FedBPT: Efficient Federated Black-box Prompt Tuning for Large Language Models
Inference is All You Need.
Best Paper Award in Federated Learning on the Edge, 2024 AAAI Spring Series Symposium
Deploying large language models (LLMs) on edge devices presents several challenges:
- Inaccessible model parameters: Devices typically use LLMs by calling APIs from services like ChatGPT or NeMo. Clients cannot access model parameters directly, preventing them from training the models.
- Resource constraints: Even with access to model parameters, resource-limited devices struggle to perform local fine-tuning of pre-trained language models (PLMs) due to high memory and computational requirements.
- Communication overhead: Fine-tuning PLMs using federated learning (FL) involves frequent exchanges of model parameters or gradients between clients and servers, often in the scale of millions or billions. This intensive communication is impractical for edge devices with limited bandwidth.

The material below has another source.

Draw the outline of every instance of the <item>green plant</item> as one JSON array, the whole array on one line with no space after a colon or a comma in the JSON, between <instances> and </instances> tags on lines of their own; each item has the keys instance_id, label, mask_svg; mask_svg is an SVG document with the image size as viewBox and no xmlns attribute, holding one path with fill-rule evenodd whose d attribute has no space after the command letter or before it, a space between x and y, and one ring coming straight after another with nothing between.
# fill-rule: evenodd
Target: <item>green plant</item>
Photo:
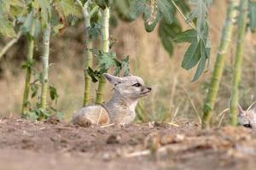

This paper introduces Federated Black-box Prompt Tuning (FedBPT), a framework designed to address these challenges. FedBPT does not require the clients to access the model parameters. By focusing on training optimal prompts and utilizing gradient-free optimization methods, FedBPT reduces the number of exchanged variables, boosts communication efficiency, and minimizes computational and storage costs. Experiments highlight the framework's ability to drastically cut communication and memory costs while maintaining competitive performance. Ultimately, FedBPT presents a promising solution for efficient, privacy-preserving fine-tuning of PLM in the age of large language models.